[GUI Plugin] Extract ISBN - Page 27

Ppaa · 10-01-2020, 03:58 AM

Plugin works with epub and pdf converted to epub. But I have very little epub and conversion is not the best option. I have a standard defender. Disabling it did not affect the error.

This is the first time I use the plugin and calibre.

Starting job: Extract ISBN for 1 books
================================================== =
Title: Hacker and Moore's Essentials of Obstetrics and Gynecology
Format: EPUB
Path: \\192.168.1.3\NASpace\Recipe\Library\Neville F. Hacker\Hacker and Moore's Essentials of Ob (123)\Hacker and Moore's Essentials o - Neville F. Hacker.epub
---------------------------------------------------
Scanning first 10, then last 5, then remaining 68 files
Invalid ISBN match: 19103-2899
Valid ISBN13: 9781416059400
Valid ISBN13: 9780808924166
Invalid ISBN match: 215 239 3804
Valid ISBN10: 1865843830
Invalid ISBN match: 1865 853333
Valid ISBN13: 9781416059400
Invalid ISBN match: 22 2008025860
Invalid ISBN match: 9 8 7 6 5 4 3 2
Scan time: 3.90 secs
The isbn was found in 3.90 secs
Identical ISBN extracted of: 9781416059400
================================================== =
Scan complete, with 0 failures

davidfor · 10-01-2020, 04:27 AM

Quote:

Originally Posted by Ppaa

Plugin works with epub and pdf converted to epub. But I have very little epub and conversion is not the best option. I have a standard defender. Disabling it did not affect the error.

This is the first time I use the plugin and calibre.

OK, that clears up that the plugin works and it isn't a more general problem.
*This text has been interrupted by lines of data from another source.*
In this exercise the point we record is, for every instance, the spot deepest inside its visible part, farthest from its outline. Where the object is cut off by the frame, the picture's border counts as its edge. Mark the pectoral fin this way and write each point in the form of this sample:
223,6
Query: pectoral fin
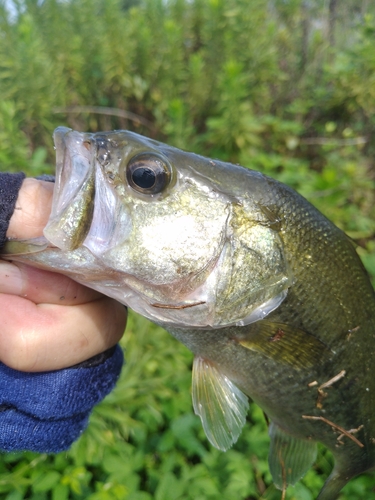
221,406
289,458
283,343
24,247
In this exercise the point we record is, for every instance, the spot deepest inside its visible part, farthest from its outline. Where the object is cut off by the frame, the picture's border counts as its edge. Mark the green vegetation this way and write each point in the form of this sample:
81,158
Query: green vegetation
286,87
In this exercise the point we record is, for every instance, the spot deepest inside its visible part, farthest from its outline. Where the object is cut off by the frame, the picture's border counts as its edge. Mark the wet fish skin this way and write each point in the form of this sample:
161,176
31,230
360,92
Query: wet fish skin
320,317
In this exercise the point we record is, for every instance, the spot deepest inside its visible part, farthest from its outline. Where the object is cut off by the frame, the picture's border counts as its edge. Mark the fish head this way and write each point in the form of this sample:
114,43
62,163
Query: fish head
169,230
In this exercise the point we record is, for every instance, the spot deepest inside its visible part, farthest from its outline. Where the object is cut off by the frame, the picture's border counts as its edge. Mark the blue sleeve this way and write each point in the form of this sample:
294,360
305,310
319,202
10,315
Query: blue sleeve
47,411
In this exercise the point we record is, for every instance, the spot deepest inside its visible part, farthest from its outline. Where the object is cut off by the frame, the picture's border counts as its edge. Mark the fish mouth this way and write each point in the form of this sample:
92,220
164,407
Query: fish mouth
74,191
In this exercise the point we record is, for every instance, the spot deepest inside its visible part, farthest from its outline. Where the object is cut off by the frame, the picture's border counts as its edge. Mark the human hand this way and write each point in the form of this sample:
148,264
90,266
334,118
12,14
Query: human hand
48,321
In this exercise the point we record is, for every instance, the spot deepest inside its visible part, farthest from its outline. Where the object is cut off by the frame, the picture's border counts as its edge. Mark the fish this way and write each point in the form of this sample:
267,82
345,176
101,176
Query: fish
269,295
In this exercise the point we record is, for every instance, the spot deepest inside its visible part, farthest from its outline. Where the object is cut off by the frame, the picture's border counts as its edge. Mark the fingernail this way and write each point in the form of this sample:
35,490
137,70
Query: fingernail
11,280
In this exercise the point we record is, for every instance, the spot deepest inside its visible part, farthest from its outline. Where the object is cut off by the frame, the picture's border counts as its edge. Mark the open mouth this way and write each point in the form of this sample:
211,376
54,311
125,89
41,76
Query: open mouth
74,192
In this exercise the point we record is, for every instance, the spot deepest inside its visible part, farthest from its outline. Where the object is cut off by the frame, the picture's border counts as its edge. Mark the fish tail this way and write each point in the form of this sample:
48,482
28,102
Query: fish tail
334,484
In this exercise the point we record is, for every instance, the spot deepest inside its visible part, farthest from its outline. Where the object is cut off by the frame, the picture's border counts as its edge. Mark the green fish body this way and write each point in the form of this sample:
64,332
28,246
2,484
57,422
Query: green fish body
269,295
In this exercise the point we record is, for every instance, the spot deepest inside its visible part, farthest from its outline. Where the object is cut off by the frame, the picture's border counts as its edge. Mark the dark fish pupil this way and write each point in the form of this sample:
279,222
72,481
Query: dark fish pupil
144,177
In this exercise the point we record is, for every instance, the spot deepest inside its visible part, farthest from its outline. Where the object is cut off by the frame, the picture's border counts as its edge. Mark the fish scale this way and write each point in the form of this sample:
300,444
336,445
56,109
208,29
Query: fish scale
269,295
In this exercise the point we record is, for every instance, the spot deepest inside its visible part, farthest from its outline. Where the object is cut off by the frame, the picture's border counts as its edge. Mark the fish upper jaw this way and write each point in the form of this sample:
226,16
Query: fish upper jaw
74,192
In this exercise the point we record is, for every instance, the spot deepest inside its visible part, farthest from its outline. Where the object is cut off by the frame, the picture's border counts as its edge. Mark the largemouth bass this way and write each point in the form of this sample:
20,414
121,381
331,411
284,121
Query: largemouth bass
269,295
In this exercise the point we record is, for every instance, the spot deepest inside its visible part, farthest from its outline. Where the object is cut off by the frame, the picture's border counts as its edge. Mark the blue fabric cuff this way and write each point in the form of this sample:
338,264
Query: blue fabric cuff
47,411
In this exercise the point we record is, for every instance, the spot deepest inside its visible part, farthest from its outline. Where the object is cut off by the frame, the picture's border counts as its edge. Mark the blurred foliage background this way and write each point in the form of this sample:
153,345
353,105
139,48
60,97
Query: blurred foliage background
282,86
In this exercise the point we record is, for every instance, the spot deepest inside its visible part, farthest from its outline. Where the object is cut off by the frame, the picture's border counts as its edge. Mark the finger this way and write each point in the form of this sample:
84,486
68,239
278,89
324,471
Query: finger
32,209
49,337
41,286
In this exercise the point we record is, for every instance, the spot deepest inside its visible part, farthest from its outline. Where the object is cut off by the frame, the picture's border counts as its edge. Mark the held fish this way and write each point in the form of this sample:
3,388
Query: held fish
269,295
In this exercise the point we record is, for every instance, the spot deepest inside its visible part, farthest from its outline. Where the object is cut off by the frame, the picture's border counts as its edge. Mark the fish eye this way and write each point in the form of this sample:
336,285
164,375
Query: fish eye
148,173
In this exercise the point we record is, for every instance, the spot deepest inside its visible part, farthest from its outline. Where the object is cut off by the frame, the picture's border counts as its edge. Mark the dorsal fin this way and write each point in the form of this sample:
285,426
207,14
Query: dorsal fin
221,406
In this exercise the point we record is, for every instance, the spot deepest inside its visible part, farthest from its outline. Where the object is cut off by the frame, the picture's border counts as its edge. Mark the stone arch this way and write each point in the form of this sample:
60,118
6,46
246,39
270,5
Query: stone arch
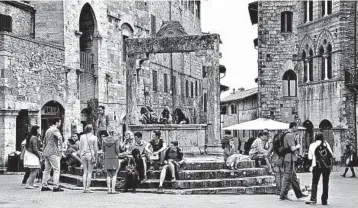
306,41
324,35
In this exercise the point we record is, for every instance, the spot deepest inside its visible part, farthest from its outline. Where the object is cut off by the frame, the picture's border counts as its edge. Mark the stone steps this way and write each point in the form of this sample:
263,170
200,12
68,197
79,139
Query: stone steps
182,184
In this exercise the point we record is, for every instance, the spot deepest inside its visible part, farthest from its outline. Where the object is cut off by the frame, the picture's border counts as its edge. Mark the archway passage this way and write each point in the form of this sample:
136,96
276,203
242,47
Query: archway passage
51,110
22,127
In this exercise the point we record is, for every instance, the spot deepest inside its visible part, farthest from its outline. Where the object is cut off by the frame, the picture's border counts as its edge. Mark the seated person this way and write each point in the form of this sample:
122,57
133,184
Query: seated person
230,158
173,160
124,148
179,117
155,148
165,117
140,145
258,151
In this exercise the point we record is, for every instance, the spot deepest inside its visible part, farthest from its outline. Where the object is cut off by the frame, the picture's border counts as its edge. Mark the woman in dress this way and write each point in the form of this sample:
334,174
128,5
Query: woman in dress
111,163
89,155
32,156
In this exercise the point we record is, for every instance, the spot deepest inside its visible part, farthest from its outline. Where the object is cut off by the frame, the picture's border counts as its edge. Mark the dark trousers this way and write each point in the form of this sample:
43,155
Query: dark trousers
27,175
290,178
316,174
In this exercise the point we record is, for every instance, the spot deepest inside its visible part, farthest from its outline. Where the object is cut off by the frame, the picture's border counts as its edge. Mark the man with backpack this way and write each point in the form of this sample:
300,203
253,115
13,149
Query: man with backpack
288,151
322,160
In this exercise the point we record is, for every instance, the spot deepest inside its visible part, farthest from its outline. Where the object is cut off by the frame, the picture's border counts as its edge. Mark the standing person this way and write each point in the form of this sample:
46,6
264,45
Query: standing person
290,176
140,145
101,124
111,163
322,159
349,155
32,156
52,155
89,155
156,148
277,164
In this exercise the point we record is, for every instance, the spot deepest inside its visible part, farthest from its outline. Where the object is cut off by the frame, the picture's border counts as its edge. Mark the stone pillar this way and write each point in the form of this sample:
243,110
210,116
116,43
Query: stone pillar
211,63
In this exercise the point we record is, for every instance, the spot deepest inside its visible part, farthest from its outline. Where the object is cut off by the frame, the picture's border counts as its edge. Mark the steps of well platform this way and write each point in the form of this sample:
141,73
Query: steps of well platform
266,189
182,184
197,174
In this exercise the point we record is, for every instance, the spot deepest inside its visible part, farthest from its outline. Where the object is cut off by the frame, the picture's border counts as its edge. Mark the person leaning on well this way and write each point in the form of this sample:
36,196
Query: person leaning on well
89,155
52,155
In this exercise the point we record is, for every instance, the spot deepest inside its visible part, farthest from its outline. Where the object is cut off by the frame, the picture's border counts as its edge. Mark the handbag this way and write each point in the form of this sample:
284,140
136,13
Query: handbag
93,159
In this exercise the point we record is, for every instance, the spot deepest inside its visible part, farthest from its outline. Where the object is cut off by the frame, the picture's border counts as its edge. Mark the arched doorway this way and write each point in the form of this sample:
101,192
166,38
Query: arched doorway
309,135
84,118
50,110
326,128
22,127
88,53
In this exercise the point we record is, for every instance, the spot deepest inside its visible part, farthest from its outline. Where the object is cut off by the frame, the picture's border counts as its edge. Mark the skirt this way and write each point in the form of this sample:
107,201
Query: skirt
31,160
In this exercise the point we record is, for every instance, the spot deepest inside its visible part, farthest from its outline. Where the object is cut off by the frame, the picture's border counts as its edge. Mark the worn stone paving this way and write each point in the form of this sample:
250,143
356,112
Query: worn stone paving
342,195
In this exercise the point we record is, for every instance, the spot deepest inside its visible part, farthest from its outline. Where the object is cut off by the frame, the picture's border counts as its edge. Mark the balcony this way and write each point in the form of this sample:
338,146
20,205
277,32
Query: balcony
86,61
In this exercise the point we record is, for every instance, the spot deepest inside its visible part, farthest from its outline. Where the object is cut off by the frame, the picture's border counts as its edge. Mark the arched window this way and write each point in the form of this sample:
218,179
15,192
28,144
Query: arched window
329,61
286,21
289,81
304,66
310,65
323,63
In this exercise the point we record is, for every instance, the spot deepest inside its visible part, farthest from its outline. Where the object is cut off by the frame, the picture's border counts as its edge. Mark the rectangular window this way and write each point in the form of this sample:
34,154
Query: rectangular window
155,81
187,88
165,83
153,25
192,89
205,103
174,85
124,49
5,23
196,88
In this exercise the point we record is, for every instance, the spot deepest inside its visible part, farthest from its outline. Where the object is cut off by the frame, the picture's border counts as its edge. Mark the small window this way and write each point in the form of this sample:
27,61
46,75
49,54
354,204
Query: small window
153,25
165,83
286,21
187,88
124,50
155,81
192,89
196,88
289,84
205,103
5,23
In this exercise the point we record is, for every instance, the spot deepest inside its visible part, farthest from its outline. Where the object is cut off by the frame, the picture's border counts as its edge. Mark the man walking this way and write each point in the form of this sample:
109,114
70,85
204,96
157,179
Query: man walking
289,175
52,154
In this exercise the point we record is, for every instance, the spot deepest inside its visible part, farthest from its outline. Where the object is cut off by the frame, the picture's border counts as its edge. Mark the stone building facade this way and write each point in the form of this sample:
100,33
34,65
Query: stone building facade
59,55
306,64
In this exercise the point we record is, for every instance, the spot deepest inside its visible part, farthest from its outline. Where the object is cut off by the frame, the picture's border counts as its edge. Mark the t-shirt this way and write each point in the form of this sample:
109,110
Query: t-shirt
288,142
157,146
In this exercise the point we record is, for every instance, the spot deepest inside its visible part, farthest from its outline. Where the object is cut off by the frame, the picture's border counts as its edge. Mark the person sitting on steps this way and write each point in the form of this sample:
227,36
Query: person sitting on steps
172,162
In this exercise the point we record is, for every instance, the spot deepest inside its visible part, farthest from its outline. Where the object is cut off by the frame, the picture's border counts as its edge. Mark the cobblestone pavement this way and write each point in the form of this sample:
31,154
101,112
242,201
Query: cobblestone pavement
343,194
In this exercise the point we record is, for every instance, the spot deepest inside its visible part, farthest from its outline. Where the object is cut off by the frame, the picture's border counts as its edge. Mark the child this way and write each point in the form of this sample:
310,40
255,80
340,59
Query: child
111,163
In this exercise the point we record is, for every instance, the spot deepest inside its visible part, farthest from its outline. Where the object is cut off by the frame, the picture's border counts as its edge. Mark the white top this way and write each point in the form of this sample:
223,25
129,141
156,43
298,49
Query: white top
312,149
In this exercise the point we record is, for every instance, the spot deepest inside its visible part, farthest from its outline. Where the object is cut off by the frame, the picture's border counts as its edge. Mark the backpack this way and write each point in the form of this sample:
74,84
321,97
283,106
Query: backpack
324,158
278,145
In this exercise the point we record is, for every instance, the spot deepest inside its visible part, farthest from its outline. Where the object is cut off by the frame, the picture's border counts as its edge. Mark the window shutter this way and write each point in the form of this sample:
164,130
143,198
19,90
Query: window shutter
289,21
311,10
305,9
283,22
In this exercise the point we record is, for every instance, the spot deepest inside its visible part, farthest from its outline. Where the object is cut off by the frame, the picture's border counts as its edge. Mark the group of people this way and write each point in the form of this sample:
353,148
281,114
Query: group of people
148,116
280,154
133,153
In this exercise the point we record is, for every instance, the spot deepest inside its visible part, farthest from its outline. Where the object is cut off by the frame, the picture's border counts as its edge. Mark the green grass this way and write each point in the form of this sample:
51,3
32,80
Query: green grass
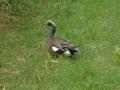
25,63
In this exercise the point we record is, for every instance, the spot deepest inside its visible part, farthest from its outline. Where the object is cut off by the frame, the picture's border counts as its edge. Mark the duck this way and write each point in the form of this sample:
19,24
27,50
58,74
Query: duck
58,45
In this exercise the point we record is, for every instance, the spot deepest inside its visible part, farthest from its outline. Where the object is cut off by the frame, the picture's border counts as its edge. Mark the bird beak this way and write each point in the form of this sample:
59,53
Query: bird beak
44,26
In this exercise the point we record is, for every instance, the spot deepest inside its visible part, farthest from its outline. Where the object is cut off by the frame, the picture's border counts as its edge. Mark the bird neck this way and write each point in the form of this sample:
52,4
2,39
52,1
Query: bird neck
51,33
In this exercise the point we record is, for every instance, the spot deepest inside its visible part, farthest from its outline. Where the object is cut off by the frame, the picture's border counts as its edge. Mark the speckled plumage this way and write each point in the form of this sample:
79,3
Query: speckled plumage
59,45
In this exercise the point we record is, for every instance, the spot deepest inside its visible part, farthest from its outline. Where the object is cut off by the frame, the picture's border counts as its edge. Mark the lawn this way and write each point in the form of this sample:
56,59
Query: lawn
25,63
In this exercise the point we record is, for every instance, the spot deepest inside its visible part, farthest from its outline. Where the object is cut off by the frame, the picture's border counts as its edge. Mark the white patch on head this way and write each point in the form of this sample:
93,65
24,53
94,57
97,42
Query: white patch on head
67,53
51,22
55,49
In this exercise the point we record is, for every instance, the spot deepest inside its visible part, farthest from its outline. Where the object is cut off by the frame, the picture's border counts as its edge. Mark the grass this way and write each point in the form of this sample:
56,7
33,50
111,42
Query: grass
25,63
The code that does the text extraction from the PDF is fairly old and there may be a better way to do it now. Though I cannot see a reason why it works for me, but, not you.

Ppaa · 10-01-2020, 04:43 AM

How else can you extract isbn from pdf?

davidfor · 10-01-2020, 07:58 AM

Quote:

Originally Posted by Ppaa

How else can you extract isbn from pdf?

Not that I know of. I'm not sure how many people actually use this plugin. Personally, I download metadata for my books, and that can get the ISBN if one is available. Otherwise, I don't worry about it.

If the metadata download doesn't work, the brute force method would be to convert it to epub, run the plugin and then delete the epubs. That should work, but will take time.

I do plan to have a look at it, but, I don't know when. As it is a plugin I don't used, it isn't a high priority for me. If there is someone else who wants to look...

Ppaa · 10-01-2020, 02:24 PM

Perhaps this will help.

Title: Management Of High-Risk Pregnancy An Evidence-Based Approach Queenan
Format: PDF
Path: \\192.168.1.3\NASpace\Recipe\Library\2007\Manageme nt Of High-Risk Pregnancy A (544)\Management Of High-Risk Pregnan - 2007.pdf
---------------------------------------------------
Traceback (most recent call last):
File "site-packages\calibre\utils\ipc\simple_worker.py", line 308, in main
File "calibre_plugins.extract_isbn.pdf", line 90, in get_isbn
UnboundLocalError: local variable 'scanner' referenced before assignment

Failed to extract ISBN

JSWolf · 10-02-2020, 11:15 AM

Quote:

Originally Posted by Ppaa

Perhaps this will help.

Title: Management Of High-Risk Pregnancy An Evidence-Based Approach Queenan
Format: PDF
Path: \\192.168.1.3\NASpace\Recipe\Library\2007\Manageme nt Of High-Risk Pregnancy A (544)\Management Of High-Risk Pregnan - 2007.pdf
---------------------------------------------------
Traceback (most recent call last):
File "site-packages\calibre\utils\ipc\simple_worker.py", line 308, in main
File "calibre_plugins.extract_isbn.pdf", line 90, in get_isbn
UnboundLocalError: local variable 'scanner' referenced before assignment

Failed to extract ISBN

You should stop using an IP address and use a local library. Maybe the IP address sis causing your problems.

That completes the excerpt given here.